As modern American Christians, we seem to know that we ought to worship. Whether we’re new to the church or we grew up in it, we’re pretty aware that “worshipping” is part of the Christian life. We figure that’s mostly accomplished through singing and praying at church. But since we’re at church a comparatively small amount of time throughout the week, we may wonder if our worship is supposed to go beyond that. How do we worship outside of church, though? What does that entail?
Before asking what worship in daily life looks like, we should consider what worship actually is. The Bible is full of examples of the worship of God, and not just of humans worshipping God, but also angels, animals, plants, and even mountains and stars. Everything that has been created is capable of worshipping its creator. The broad scope of creation returns a broad scope of worship to God. Creation worships God best when it is being what it was made to be; creation worships God by being what is was made to be. Worship is linked with “created purpose.” As humans, our specific purpose was to wisely rule over creation, to tend the garden and to “fill the earth and subdue it and have dominion … over every living thing that moves on the earth” (Gen 1:28).
We see man beginning to fulfill that role by naming the animals. Man named things that God had created. This wasn’t just a way to tell things apart, but the recognition and indeed thanksgiving that this and that creature had been created with a special value and a special function within the world. Nature worships God by being exactly what He made it to be, glorifying Him in its created splendor. We recognize the value of what God has made and add the word “because” to nature’s worship, declaring that God is worthy not just for his intrinsic holiness, but also for what he has done. We see this image in Revelation 4, where the creatures praise God with their song, and then mankind declares that God is worthy to receive this praise, for He created and sustains all things.
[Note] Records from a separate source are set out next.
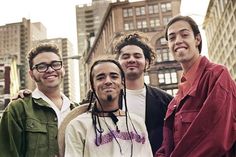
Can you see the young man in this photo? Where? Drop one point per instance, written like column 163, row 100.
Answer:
column 106, row 130
column 135, row 56
column 200, row 120
column 29, row 126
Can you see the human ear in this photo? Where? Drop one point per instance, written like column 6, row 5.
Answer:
column 198, row 39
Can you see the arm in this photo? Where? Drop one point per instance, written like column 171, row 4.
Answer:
column 74, row 143
column 212, row 133
column 11, row 139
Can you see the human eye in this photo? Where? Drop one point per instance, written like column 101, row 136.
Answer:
column 114, row 76
column 171, row 37
column 185, row 33
column 125, row 56
column 41, row 66
column 138, row 55
column 100, row 77
column 56, row 64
Just our awareness of this vocation is a good first step toward beginning to live it. In a sense, it’s natural. We assign value to things every day. We “tend our gardens” if not literally, then metaphorically through organizing our houses, cooking meals, writing songs and poetry. We name our vehicles, our pets, and of course, our children. But we are a fallen race, imperfect and impure. Only through our identity in Jesus Christ, the perfect human, can we glorify God through any of these things. The wonderful weekly gathering for corporate worship can never be replaced by any effort at detached, solo worship. But likewise, having gathered to worship on Sunday, let’s not fail to offer up our every work as a praise and thanksgiving to God for His work of creation. Try being intentional – look for things to praise God for, look for ways to be a “wise steward.” As we grow in our awareness of vocation and our awareness of the worthiness of God, we will live to return thanks and praise to the Creator. Our whole lives will become worship.